# Deep Q-learning with Doom
In this tutorial we will implement deep Q-learning to teach an agent to play Doom.

We will use Keras for the deep learning part, and vizdoom to run doom in python.

TODO: Insert GIF of final result

## Prerequisites
- python3.7
- pip install numpy pyplot gym tensorflow keras skimage
- vizdoom

In [1]:
import random
import vizdoom
from collections import deque
import numpy as np
import keras
from keras.layers import Conv2D, Dense, Flatten, MaxPooling2D
from keras.models import Sequential
from keras.optimizers import SGD
from skimage import transform
from IPython.display import clear_output

  from ._conv import register_converters as _register_converters
Using TensorFlow backend.


# Initialize DoomGame
We will load the **defend_the_center** scenario.
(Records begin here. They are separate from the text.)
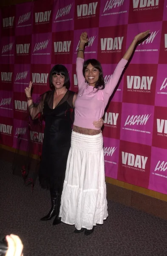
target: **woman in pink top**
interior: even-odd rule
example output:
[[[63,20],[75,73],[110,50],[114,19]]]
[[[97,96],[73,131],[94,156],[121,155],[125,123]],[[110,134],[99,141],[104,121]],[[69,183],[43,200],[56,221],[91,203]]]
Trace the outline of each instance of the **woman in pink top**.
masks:
[[[93,122],[103,116],[136,44],[149,32],[135,36],[105,85],[100,63],[94,59],[84,62],[87,34],[80,36],[76,60],[79,92],[59,214],[62,221],[75,224],[75,233],[85,230],[85,235],[91,234],[94,226],[103,224],[108,216],[103,138],[101,129],[95,128]]]

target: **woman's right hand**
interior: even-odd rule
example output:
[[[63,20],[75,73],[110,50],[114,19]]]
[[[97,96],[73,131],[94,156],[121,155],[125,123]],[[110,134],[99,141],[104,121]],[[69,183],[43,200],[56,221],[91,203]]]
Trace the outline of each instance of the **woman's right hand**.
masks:
[[[31,87],[32,85],[32,82],[31,81],[30,81],[30,83],[29,84],[29,87],[26,87],[25,89],[25,94],[27,97],[31,97]]]
[[[8,249],[5,256],[23,256],[23,246],[20,239],[17,236],[11,234],[6,236]]]
[[[81,43],[87,44],[88,42],[88,38],[87,38],[88,33],[87,32],[83,32],[80,36],[80,41]]]

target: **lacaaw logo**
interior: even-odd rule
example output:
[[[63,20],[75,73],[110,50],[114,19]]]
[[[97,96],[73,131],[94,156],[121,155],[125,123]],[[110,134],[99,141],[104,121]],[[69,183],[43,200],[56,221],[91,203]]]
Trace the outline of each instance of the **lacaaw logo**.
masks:
[[[21,111],[21,112],[27,111],[28,102],[27,101],[14,100],[14,107],[16,110]]]
[[[156,36],[157,35],[158,33],[159,32],[159,30],[157,31],[154,31],[154,32],[151,32],[150,35],[145,40],[144,40],[142,44],[139,44],[139,45],[140,45],[141,44],[152,44],[154,41]],[[147,50],[149,49],[147,49]],[[154,51],[154,50],[155,49],[153,49],[153,51]],[[140,51],[142,51],[144,50],[140,50]]]
[[[157,93],[158,94],[167,94],[167,92],[166,91],[161,91],[162,90],[164,90],[164,89],[166,89],[166,87],[167,86],[167,78],[165,77],[164,79],[162,84],[161,85],[161,88],[160,89],[160,92],[157,91]]]
[[[110,1],[107,1],[105,7],[104,8],[103,13],[106,11],[111,10],[116,7],[119,7],[122,6],[124,3],[124,0],[110,0]]]
[[[78,87],[78,80],[76,74],[74,74],[74,87]]]
[[[3,28],[8,28],[14,26],[14,16],[3,18]]]
[[[12,72],[1,72],[1,81],[6,83],[11,82]]]
[[[124,37],[101,38],[102,53],[121,52]]]
[[[98,2],[94,2],[90,3],[88,4],[85,4],[77,5],[77,14],[78,19],[95,17],[98,3]]]
[[[134,155],[122,151],[122,163],[123,167],[145,172],[148,157],[140,155]]]
[[[26,55],[29,54],[30,44],[23,44],[16,45],[16,53],[17,55]]]
[[[159,161],[154,169],[154,172],[156,172],[156,171],[165,172],[166,170],[167,170],[167,162],[165,162],[164,161]]]
[[[37,52],[40,50],[44,50],[46,49],[49,41],[50,39],[45,40],[44,41],[42,41],[42,42],[36,43],[34,48],[33,52]],[[34,54],[38,54],[38,53],[35,53],[33,54],[33,55]]]
[[[44,134],[41,132],[37,132],[30,131],[31,140],[36,143],[43,143]]]
[[[165,39],[165,51],[167,51],[167,34],[164,34]]]
[[[167,120],[157,119],[156,123],[157,135],[167,137]]]
[[[4,124],[0,124],[0,132],[4,134],[11,135],[13,126]]]
[[[61,18],[62,16],[64,17],[69,14],[70,13],[70,10],[71,9],[72,5],[73,3],[68,5],[65,7],[63,7],[63,8],[61,8],[60,9],[59,9],[58,10],[57,15],[56,15],[55,20],[56,20],[57,19]]]
[[[11,108],[9,108],[9,105],[11,105],[11,97],[4,98],[2,99],[0,104],[0,108],[5,109],[9,109],[12,110]]]
[[[35,22],[36,24],[49,23],[51,11],[35,13]]]
[[[31,12],[29,12],[20,15],[18,21],[17,26],[21,26],[21,25],[22,25],[21,26],[23,26],[24,25],[23,23],[29,20],[31,14]]]
[[[15,82],[16,82],[16,81],[19,81],[21,80],[26,79],[28,73],[28,70],[23,71],[23,72],[17,73],[15,80]]]
[[[32,73],[32,82],[36,84],[45,85],[48,75],[48,73]]]
[[[133,115],[130,116],[129,115],[125,122],[124,126],[126,126],[126,125],[145,125],[151,115],[151,114],[150,115],[149,114],[147,115],[139,115],[139,116]]]
[[[25,135],[27,131],[27,127],[17,127],[15,132],[15,136],[19,135]]]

Hese is the summary of this scenario from https://github.com/mwydmuch/ViZDoom/tree/master/scenarios:

> The purpose of this scenario is to teach the agent that killing the monsters is GOOD and when monsters kill you is BAD. In addition, wasting amunition is not very good either. Agent is rewarded only for killing monsters so he has to figure out the rest for himself.

> Map is a large circle. Player is spawned in the exact center. 5 melee-only, monsters are spawned along the wall. Monsters are killed after a single shot. After dying each monster is respawned after some time. Episode ends when the player dies (it's inevitable becuse of limitted ammo).

> REWARDS: +1 for killing a monster

> Further configuration:

> 3 available buttons: turn left, turn right, shoot (attack)

> death penalty = 1

In [2]:
game = vizdoom.DoomGame()
game.load_config("scenarios/defend_the_center.cfg")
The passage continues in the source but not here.